The FBI has also refused to identify the company it's working with in the case. Speaking to reporters Thursday, FBI Director James Comey said that over the weekend an "individual" approached the agency about a possible solution. "It looks like it may work out. We are optimistic," he said.
A successful hack of the iPhone via Cellebrite or another third party would seemingly avoid litigation between the Justice Department and Apple, the world’s leading technology company, and cool off a growing debate over encryption that has erupted between the tech community and US government officials.
Cellebrite certainly has the profile of a company that could be working with the US investigators on the iPhone hack. It appears to have signed a contract with the FBI on Monday for $15,000 to perform "software renewals for seven machines."
The 17-year old company initially focused on transferring personal contact data between mobile devices, but in recent years developed software that helps law enforcement and security agencies gain access to and recover encrypted or erased data from all shapes and sizes of mobile devices.
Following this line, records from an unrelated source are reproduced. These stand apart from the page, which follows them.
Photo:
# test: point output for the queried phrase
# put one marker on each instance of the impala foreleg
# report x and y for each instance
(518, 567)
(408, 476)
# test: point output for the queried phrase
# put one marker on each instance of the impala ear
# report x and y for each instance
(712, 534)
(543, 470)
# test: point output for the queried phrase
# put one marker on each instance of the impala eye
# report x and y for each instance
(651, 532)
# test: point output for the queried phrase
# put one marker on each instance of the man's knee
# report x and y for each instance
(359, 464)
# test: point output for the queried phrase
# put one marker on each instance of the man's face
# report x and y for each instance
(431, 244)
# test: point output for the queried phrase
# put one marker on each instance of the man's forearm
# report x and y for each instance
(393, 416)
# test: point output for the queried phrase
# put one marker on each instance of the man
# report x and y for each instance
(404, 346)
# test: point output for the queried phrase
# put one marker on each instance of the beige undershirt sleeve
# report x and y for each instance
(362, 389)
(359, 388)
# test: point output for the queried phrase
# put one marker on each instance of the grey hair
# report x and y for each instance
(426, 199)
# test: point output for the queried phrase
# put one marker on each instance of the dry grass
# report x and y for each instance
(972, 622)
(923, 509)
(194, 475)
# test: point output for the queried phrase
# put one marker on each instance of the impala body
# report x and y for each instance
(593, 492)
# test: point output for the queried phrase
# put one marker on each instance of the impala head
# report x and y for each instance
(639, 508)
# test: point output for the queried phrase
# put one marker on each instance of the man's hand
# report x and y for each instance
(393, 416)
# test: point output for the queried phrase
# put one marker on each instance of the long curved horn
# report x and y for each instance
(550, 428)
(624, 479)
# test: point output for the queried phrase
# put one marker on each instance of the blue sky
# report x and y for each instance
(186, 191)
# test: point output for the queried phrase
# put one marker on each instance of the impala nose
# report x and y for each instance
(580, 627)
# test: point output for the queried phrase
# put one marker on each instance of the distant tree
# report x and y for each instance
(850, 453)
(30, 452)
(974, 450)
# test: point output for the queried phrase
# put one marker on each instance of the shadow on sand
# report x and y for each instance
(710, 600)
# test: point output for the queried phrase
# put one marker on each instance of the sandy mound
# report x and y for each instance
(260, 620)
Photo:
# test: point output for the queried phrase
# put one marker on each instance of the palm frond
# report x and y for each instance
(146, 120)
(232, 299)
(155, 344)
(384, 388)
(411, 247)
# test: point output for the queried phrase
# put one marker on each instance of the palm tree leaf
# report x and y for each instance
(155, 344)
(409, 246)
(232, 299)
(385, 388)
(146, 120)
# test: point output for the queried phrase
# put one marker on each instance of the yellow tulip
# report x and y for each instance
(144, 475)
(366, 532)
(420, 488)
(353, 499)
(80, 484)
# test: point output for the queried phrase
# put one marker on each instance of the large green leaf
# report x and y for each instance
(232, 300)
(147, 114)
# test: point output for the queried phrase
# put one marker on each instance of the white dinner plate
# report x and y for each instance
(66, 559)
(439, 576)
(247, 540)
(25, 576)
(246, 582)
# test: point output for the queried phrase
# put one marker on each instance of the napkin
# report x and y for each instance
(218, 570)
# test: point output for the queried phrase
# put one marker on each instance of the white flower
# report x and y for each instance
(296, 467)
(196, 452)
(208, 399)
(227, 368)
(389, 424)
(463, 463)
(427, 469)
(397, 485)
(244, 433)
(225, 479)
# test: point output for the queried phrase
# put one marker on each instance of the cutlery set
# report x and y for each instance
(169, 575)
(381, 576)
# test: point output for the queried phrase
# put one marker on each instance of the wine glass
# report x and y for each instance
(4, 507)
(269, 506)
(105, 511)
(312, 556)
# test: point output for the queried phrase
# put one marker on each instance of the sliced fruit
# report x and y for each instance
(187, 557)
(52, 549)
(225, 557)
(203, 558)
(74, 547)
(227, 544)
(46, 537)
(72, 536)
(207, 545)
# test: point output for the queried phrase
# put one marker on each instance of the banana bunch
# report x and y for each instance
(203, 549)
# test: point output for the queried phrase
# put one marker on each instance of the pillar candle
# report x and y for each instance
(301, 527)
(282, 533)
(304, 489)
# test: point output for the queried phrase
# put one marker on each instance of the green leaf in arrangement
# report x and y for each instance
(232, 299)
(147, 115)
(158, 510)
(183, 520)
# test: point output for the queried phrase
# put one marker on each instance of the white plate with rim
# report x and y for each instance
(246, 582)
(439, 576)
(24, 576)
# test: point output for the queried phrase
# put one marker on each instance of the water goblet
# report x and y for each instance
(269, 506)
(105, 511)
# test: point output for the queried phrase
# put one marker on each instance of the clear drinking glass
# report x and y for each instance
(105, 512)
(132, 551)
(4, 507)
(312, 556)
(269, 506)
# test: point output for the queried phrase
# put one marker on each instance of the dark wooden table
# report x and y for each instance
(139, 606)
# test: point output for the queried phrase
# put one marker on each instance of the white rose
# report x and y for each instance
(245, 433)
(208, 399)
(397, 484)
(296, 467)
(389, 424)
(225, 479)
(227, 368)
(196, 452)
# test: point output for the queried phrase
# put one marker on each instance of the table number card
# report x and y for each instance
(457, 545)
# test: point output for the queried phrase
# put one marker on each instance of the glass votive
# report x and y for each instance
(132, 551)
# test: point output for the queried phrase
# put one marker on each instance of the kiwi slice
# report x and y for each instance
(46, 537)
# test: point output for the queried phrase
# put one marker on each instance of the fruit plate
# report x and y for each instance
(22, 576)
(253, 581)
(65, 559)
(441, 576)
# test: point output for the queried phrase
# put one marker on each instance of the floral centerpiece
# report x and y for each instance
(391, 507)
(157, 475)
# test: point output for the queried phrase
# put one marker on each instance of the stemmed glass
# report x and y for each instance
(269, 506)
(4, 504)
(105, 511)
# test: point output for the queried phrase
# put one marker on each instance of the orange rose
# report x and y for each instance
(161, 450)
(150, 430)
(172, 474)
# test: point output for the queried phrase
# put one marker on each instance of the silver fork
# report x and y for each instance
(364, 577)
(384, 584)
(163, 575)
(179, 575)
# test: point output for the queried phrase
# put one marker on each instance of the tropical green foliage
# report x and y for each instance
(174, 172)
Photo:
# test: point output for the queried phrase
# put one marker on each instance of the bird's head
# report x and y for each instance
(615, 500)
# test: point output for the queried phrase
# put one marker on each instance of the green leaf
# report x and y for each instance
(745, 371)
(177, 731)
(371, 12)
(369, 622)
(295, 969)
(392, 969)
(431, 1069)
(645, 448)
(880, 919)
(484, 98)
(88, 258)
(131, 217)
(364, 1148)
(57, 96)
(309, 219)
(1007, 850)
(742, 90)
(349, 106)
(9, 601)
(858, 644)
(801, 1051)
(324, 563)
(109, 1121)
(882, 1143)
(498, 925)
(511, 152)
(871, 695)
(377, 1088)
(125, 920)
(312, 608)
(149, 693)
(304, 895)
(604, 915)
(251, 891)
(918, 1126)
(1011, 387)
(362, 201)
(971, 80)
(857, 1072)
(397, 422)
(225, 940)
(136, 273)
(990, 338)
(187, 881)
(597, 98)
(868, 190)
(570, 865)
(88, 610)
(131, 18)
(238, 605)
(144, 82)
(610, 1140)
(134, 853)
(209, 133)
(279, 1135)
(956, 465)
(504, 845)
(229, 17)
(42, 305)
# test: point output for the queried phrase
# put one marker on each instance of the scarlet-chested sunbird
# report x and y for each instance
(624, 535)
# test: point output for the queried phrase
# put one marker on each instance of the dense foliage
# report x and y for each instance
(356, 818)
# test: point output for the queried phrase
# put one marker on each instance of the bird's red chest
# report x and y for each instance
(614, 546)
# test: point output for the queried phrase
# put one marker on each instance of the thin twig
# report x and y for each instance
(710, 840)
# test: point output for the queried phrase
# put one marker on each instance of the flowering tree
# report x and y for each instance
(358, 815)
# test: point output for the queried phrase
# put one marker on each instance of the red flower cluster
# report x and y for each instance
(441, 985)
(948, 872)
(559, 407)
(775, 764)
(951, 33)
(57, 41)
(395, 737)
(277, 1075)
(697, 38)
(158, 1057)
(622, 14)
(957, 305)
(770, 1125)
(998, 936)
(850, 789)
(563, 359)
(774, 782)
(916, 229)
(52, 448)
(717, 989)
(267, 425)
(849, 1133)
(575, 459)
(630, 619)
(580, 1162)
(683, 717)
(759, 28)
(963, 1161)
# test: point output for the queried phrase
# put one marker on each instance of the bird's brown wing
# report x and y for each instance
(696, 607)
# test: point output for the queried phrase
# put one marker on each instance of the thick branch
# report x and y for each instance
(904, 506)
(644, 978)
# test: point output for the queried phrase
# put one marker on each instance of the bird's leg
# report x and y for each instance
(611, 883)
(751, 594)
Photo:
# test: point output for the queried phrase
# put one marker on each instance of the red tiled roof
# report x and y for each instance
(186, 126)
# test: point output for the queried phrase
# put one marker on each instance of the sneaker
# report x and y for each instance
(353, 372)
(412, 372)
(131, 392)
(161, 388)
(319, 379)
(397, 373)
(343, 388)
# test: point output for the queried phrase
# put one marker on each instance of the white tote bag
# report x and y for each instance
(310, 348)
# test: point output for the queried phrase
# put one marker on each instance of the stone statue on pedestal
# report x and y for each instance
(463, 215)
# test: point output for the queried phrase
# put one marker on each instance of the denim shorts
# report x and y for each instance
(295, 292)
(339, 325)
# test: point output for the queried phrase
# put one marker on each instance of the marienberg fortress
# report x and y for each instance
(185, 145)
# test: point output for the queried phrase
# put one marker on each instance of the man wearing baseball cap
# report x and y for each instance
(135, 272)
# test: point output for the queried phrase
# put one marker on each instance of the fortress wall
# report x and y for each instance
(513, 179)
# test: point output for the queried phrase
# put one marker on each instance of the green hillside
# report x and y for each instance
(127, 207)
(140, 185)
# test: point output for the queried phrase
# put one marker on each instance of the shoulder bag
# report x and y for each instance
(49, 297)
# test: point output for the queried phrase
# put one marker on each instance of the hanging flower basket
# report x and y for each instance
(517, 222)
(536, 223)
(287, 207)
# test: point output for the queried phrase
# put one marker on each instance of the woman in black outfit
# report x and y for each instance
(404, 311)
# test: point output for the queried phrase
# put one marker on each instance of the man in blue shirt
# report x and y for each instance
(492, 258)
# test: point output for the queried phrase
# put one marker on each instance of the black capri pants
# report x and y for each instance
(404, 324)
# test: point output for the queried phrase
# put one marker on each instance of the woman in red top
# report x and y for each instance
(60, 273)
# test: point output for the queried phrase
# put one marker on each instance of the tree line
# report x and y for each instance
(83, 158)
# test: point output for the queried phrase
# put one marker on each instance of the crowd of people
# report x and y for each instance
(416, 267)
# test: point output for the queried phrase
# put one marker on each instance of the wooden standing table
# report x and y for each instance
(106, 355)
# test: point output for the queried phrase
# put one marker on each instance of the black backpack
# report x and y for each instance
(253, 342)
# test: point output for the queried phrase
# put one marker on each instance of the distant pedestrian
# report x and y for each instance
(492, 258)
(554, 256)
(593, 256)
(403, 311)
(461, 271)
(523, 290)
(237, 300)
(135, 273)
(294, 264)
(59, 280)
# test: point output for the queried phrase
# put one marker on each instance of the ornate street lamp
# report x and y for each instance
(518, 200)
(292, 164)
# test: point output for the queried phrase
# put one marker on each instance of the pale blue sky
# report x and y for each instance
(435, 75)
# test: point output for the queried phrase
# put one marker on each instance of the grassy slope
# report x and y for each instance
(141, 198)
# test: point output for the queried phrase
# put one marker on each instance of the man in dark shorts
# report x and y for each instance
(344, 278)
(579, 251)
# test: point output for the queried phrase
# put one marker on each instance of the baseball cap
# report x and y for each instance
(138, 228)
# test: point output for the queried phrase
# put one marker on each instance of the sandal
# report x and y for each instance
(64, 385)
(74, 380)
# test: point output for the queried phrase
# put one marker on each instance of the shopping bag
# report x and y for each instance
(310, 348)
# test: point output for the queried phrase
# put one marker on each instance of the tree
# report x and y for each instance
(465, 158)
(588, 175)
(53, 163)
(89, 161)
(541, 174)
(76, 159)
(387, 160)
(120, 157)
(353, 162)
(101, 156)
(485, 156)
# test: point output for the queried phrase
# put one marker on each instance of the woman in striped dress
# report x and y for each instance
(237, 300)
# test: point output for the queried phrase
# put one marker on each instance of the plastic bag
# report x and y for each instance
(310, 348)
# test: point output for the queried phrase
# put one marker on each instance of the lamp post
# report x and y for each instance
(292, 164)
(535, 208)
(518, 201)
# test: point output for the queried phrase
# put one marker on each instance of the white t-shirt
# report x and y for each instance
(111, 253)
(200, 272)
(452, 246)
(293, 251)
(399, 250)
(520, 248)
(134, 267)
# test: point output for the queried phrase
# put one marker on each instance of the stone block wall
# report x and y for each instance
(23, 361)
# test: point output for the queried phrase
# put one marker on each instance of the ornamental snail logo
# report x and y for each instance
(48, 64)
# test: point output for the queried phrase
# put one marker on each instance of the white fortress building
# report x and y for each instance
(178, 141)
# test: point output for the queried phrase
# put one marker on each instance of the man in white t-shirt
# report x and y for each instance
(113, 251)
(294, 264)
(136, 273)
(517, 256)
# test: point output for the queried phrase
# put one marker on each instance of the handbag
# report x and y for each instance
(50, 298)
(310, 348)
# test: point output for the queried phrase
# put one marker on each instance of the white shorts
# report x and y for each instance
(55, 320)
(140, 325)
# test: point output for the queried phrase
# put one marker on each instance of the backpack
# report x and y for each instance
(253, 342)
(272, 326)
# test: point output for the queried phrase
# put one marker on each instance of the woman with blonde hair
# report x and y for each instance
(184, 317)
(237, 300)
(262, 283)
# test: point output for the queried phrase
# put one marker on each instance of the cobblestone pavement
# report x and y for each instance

It has become a significant player in the multibillion-dollar mobile forensics marketplace that is exploding along with the adoption of more smartphones and tablets.
"There are only one or two companies with that kind of knowledge’" to access the encrypted data on an iPhone, says Dudu Mimran, a mobile security expert at Ben Gurion University’s cybersecurity laboratory.
Replicating information about Apple’s proprietary security architecture is onerous task, he said. "It’s not magic. It’s a matter of deep expertise, and an accumulation of research – and that research consumes a lot of time. I don’t think there’s a simple trick to it or everyone would be doing it.’"
In fact, a 2013 notice of FBI plans to purchase Cellebrite’s systems praised the company for being one of the sole systems able to swiftly extract photos, videos, deleted call registries and text messages on 95 percent of mobile phones – including a range of iPhone models.
"Half an hour with your telephone, and we can know everything," said Cellebrite executive Yossi Carmil in a 2013 interview with the Israeli newspaper Haaretz.
A year later, Cellebrite reportedly helped recover WhatsApp messages that had been deleted from a cellphone in a high-profile murder investigation in Israel. Those recovered files helped prove the innocence of an indicted suspect by demonstrating that the state’s star witness had obstructed the investigation.
With thousands of customers in 100 countries, Cellebrite touts itself as having "the most advanced solution" for forensic extraction, decoding and analysis of data from the Apple handsets. A YouTube video gives a demonstration for customers of how to hack an iPhone.
In the Haaretz interview, Mr. Carmil walked through the company’s archive thousands of mobile phone devices during an on-camera interview and explained its techniques. He said the company exploits the fact that flash memory devices used in mobile phones contain algorithms that seek to save phone data for as long as possible even if the owner deleted the information.
"If there are 100 security agencies in the world using systems to unlock mobile devices, we are working with 40 of them,’" said Carmil.
The company, which has offices in New Jersey and Germany, has recently expanded its workforce, which numbers around 500.
Not surprisingly, many of the hackers employed by the company come out of an Israeli military intelligence unit 8200, which is renown for cyberespionage and code breaking abilities.
“Unit graduates bring with them a certain know-how that’s learned inside of the unit which I can’t elaborate on," said Carmil in an interview with Israeli news website NRG. "For us, that constitutes a relative advantage."